World Number One Aleksandr Lesun is coming back as the new world champion to added icing on the cake for the squad, who are fast becoming the dream team of the sport of modern pentathlon.
“I'm really happy,” Lesun said. “I've finally achieved what I've always dreamed of – the world title. Now I can say I'm part of a world class team, now there are four world champions in our squad.”
“We have a very strong squad. I heard our men's team is being compared with the Barcelona football team. So it's hard to compete with us and, inside the team, competition is high,” Russia’s Andrey Moiseev added.
There were four athletes at the World Championships competing for two places on the Olympic team in the men's individual events. No one was guaranteed a berth.
In addition to Lesun, the other spot went to two-time Olympic champion Andrey Moiseev, who claimed silver at the world championships.
“I didn't have the Olympics in mind,” Moiseev said. “I always give it my best. So emotionally and physically the Olympic Games and the World Championships are the same for me.”

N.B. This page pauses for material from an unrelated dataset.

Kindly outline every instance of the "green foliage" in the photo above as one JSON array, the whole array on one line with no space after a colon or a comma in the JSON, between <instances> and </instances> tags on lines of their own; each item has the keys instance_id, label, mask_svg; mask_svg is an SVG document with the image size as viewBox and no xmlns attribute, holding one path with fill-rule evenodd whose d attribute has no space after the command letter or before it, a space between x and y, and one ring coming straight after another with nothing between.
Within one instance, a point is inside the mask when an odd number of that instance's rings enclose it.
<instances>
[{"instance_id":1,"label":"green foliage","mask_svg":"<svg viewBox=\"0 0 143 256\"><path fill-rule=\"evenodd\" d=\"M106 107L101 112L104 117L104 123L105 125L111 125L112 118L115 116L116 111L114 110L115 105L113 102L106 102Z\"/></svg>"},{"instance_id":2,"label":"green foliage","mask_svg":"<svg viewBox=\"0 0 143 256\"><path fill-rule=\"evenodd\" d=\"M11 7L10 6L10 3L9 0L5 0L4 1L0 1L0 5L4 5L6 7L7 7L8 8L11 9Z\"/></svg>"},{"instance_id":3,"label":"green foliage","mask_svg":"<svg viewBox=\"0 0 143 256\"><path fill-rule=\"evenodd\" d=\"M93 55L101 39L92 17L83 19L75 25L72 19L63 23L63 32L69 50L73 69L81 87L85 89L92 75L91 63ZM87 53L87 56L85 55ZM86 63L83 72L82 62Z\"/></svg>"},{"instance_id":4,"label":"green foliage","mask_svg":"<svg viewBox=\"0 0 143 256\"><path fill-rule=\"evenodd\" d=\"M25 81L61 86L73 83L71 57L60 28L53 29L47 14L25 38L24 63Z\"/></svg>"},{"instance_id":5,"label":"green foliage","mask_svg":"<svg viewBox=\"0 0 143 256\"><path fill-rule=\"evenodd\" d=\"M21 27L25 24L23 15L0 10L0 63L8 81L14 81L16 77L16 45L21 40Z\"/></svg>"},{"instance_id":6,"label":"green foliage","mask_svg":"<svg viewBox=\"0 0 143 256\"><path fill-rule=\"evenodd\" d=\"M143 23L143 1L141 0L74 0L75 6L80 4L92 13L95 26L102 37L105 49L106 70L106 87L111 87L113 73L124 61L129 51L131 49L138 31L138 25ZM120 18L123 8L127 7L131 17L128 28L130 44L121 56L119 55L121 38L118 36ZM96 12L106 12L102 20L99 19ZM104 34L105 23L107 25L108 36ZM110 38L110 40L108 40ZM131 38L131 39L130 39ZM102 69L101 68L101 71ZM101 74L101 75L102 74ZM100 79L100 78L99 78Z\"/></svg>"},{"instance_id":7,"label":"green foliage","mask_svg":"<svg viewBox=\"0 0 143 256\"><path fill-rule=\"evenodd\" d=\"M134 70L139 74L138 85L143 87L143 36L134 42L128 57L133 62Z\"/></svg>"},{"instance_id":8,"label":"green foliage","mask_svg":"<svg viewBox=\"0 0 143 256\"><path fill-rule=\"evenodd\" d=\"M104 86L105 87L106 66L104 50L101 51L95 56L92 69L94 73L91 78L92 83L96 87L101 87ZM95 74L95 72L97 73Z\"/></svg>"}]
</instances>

It was a neck-and-neck competition between 32-year-old Moiseev and 24-year-old Lesun.
Before the final run, Lesun – who was born in Belarus – was in second, just 23 seconds behind his teammate.
But he managed to squeeze past World Champion Moiseev and sprint to his maiden gold.
“It was a tough championship and it was really hard to beat Moiseev,” Lesun stressed. “We were close in every discipline, but I managed to claw out this important victory – and I'm so glad I did it.”
It was the third time in a row Russia finished with gold and silver in the men's individual event at the World Championships, as well as adding another two silvers and a bronze in different disciplines.
“With more than 40 countries taking part, it was an exhausting championships,” Andrey Tropinin, Russia’s coach, said. “We repeated last year's result, so we're satisfied, and optimistic, about the London Games.”